La «vie» du festival n'a pas été un long fleuve tranquille. Comment ses initiateurs ont pu dépasser tous les écueils et embûches ?
Dès le départ, la manifestation a été placée sous le signe de la solidarité et de la rigueur budgétaire. L'opulence venant, il y eut beaucoup de déperdition et de gaspillage. Combien de fois la manifestation a failli ne pas se tenir ? Pourtant, hormis une seule fois, le festival a été au rendez-vous. Cette continuité, nous la devons en grande partie aux subventions publiques nationales et locales. Dès le départ, ce sont les Mostaganémois qui ont en fait une question d'honneur. Puis il y eut cet engouement sans pareil des troupes amateurs.
Dont certaines feront partie du décor durant plusieurs années. C'est le cas du CRAC et du GAC de Constantine, de la troupe «Houari Boumediène» de Guelma, du Mouvement théâtral de Koléa, du Prolet Kult de Saïda, de Mahfoud Touahri de Miliana. Ce sont ces troupes qui ont structuré le festival, avec bien entendu l'apport des amateurs de Sidi Bel Abbès, de Boumerdès, d'Oran.
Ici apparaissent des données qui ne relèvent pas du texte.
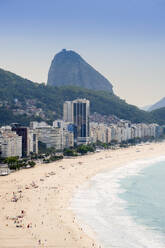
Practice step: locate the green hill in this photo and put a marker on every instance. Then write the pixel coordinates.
(22, 101)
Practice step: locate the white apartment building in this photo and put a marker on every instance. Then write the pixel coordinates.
(10, 144)
(33, 141)
(57, 136)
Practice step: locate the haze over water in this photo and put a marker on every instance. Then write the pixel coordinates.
(126, 207)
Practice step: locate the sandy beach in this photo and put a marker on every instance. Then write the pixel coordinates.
(35, 203)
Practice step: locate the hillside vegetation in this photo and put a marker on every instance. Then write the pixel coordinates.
(22, 101)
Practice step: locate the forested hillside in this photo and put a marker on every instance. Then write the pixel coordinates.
(22, 101)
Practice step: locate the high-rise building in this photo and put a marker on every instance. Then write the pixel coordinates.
(22, 131)
(77, 112)
(68, 111)
(10, 144)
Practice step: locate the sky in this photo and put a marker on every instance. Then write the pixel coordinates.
(122, 39)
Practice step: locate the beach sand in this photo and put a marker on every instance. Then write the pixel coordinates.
(35, 203)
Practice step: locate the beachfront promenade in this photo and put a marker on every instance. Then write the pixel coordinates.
(35, 203)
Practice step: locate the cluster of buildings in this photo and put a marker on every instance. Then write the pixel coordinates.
(18, 141)
(75, 129)
(123, 131)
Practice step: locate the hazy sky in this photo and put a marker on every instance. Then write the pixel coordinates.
(122, 39)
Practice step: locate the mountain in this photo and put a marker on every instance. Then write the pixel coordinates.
(159, 114)
(69, 68)
(157, 105)
(23, 101)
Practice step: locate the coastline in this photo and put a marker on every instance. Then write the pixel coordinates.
(46, 194)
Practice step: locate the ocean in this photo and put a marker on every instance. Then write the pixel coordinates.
(125, 208)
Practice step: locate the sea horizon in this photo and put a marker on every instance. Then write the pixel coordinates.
(108, 210)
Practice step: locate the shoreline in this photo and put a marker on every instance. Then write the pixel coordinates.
(44, 194)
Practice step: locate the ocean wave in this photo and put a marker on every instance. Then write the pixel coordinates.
(98, 205)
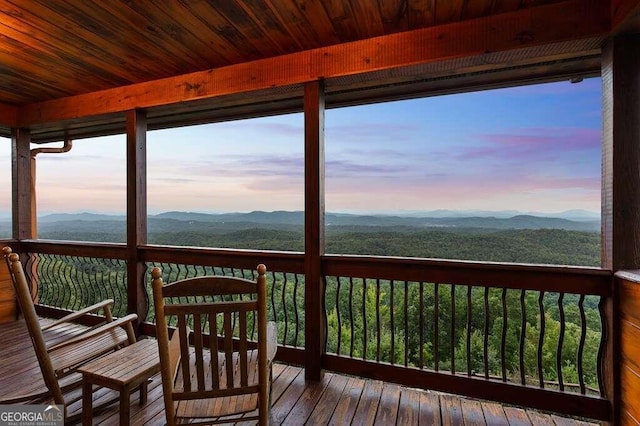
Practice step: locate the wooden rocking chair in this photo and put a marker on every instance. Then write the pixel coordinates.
(214, 374)
(62, 346)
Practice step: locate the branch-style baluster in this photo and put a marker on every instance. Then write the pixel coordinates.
(422, 325)
(364, 318)
(452, 332)
(583, 336)
(283, 289)
(352, 326)
(436, 326)
(295, 311)
(541, 339)
(523, 332)
(485, 346)
(503, 341)
(469, 330)
(378, 320)
(560, 341)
Bien entendu, le festival a eu ses années de vaches maigres. Mais l'engouement des troupes a été toujours plus fort. Dire que dès le début, on a failli le délocaliser vers Alger ! Puis avec le temps, les planches de Mostaganem sont devenues un passage prisé et obligé. En dépit de quelques ratés mémorables, il trouvera toujours un ultime souffle d'orgueil pour le pousser vers l'avant. Parce qu'il reste après tout une simple et attrayante aventure humaine.
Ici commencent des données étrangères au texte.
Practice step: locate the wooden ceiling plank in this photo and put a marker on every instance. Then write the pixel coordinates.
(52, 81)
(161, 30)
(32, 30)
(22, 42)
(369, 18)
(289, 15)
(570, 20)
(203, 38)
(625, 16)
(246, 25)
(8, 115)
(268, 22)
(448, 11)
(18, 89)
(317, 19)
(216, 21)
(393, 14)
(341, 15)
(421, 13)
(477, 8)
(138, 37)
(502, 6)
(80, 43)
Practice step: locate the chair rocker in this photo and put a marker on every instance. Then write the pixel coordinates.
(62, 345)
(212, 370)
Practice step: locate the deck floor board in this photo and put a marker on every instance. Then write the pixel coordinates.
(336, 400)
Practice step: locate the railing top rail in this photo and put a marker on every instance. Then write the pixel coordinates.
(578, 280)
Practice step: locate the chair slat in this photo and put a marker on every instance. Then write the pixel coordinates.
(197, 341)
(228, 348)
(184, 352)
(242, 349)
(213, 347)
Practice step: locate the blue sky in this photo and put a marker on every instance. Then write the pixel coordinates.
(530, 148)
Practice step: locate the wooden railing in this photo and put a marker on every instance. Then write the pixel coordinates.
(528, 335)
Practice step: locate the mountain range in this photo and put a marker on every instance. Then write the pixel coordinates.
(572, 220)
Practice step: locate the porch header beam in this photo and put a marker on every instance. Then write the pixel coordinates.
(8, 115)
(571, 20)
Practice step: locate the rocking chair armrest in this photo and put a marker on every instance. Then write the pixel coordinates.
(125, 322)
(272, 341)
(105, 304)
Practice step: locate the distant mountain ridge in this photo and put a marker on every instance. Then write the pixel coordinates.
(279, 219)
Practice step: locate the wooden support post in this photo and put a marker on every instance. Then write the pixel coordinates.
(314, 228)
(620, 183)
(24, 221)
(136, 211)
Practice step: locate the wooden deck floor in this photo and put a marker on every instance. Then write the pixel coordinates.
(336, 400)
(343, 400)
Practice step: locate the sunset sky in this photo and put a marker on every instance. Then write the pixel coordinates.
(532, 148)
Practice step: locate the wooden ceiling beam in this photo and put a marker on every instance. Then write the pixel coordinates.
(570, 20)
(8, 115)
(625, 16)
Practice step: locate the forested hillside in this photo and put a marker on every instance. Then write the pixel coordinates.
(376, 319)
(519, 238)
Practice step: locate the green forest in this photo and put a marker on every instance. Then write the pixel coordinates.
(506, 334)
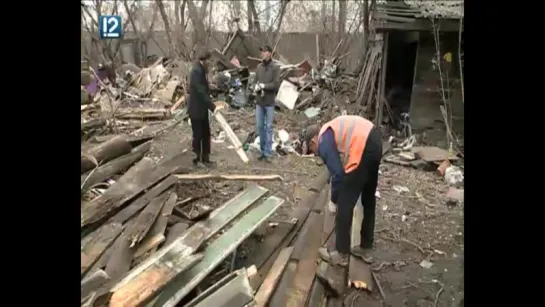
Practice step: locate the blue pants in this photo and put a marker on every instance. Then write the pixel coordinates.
(264, 117)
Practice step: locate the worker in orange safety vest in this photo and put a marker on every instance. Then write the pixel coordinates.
(351, 147)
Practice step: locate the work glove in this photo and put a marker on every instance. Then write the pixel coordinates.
(332, 207)
(217, 109)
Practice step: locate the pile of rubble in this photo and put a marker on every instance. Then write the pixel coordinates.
(143, 242)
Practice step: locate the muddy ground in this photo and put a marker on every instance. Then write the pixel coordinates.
(413, 223)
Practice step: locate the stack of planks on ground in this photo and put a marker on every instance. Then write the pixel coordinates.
(292, 273)
(121, 262)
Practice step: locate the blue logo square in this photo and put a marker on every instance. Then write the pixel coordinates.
(110, 26)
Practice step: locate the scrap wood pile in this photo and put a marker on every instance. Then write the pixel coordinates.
(289, 270)
(311, 88)
(142, 244)
(127, 99)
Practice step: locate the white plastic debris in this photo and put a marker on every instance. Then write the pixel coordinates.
(332, 207)
(312, 112)
(283, 136)
(400, 189)
(453, 175)
(426, 264)
(220, 138)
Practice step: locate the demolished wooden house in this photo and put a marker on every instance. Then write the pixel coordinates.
(418, 45)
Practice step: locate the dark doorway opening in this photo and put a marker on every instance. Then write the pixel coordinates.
(400, 71)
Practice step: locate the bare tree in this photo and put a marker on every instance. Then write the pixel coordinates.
(342, 18)
(197, 20)
(171, 46)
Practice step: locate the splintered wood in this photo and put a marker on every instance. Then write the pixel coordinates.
(229, 177)
(231, 136)
(269, 284)
(359, 272)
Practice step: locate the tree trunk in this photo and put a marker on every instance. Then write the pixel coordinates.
(334, 17)
(197, 19)
(106, 151)
(161, 7)
(109, 169)
(342, 18)
(249, 4)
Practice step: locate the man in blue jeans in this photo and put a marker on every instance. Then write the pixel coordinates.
(267, 84)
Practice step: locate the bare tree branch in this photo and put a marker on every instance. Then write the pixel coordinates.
(160, 6)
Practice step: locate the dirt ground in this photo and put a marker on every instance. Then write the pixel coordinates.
(413, 223)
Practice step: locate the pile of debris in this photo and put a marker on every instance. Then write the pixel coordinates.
(140, 241)
(308, 87)
(131, 98)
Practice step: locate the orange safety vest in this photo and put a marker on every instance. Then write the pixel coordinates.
(351, 134)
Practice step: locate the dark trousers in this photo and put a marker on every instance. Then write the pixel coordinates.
(201, 137)
(363, 180)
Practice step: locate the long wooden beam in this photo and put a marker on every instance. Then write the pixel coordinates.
(216, 252)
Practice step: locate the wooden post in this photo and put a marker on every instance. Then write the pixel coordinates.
(380, 96)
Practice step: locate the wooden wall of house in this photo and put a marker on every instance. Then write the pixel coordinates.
(426, 96)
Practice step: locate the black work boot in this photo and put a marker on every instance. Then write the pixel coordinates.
(197, 162)
(366, 254)
(333, 257)
(207, 162)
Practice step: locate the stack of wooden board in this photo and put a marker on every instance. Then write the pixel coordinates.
(130, 224)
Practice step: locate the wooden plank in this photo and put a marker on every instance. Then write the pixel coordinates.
(104, 152)
(138, 204)
(334, 277)
(359, 272)
(175, 231)
(234, 291)
(93, 281)
(306, 265)
(109, 169)
(96, 245)
(301, 212)
(317, 294)
(152, 280)
(265, 249)
(229, 177)
(120, 259)
(331, 278)
(138, 178)
(149, 245)
(194, 237)
(217, 251)
(146, 219)
(269, 284)
(153, 238)
(231, 136)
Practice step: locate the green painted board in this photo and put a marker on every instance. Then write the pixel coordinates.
(234, 292)
(216, 252)
(192, 238)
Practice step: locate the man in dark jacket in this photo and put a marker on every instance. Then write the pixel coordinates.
(351, 147)
(268, 82)
(199, 104)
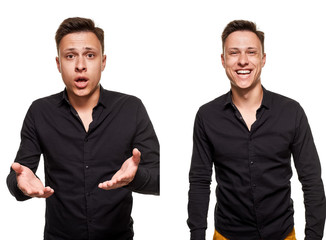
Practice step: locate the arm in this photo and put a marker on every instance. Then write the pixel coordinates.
(21, 181)
(140, 173)
(307, 163)
(200, 180)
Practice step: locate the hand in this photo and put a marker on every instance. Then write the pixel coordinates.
(126, 173)
(29, 184)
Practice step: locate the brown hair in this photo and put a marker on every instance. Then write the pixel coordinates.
(77, 24)
(242, 25)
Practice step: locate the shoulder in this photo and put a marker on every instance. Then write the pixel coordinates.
(215, 106)
(279, 100)
(47, 102)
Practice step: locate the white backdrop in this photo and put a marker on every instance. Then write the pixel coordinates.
(168, 54)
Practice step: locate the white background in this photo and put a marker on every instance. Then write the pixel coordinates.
(168, 54)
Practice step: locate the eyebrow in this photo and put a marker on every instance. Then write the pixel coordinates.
(73, 49)
(235, 48)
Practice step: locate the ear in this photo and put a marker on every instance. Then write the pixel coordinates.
(222, 59)
(103, 62)
(58, 64)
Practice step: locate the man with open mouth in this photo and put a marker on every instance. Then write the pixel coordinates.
(250, 135)
(99, 146)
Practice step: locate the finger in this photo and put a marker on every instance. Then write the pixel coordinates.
(17, 168)
(136, 155)
(47, 194)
50 ans après, quel a été l'impact du festival de Mostaganem sur le paysage culturel national ? A-t-on définitivement réglé la polémique Théâtre mateur/Théâtre professionnel ?
Il est indéniable que l'impact sur la sphère culturelle et celle médiatique a été important. La plupart des journalistes et critiques se sont formés à travers la couverture du festival. Au niveau du paysage culturel national, il est évident que le challenge des planches de Mostaganem a été une formidable rampe de lancement.
Après tant d'années, le festival de théâtre amateur demeure incontournable dans la vivification de l'art dramatique national. C'est lui qui permet, à la plupart des troupes amateurs, de passer sans difficultés le gué agité qui donne accès à un statut intermédiaire ou «théâtre semi-professionnel».
Un statut hybride qui permet aux troupes qui y accèdent de garder un pied dans le festival de Mostaganem et l'autre, dans le festival professionnel. Pour un puriste de l'art scénique, il est parfois insolite de voir que la qualité du théâtre «professionnel» reste en deçà de celui produit par certaines troupes «amateurs». Cette polémique est plutôt salutaire, puisqu'elle favorise le challenge et la créativité. Le théâtre amateur a aussi pour lui le droit à l'insolence. A leur première apparition, les sociétaires de Bordj Ménaïel furent littéralement atomisés par les critiques.
C'est Si Djilali qui viendra alors à leur secours en disant à leurs nombreux contradicteurs «méfiez-vous des ces jeunes acteurs, vous allez longtemps les avoir sur le dos» !
La troupe d'adolescent, sous la conduite d'Omar Fetmouche, venait de signer un contrat de 17 participations sans interruption.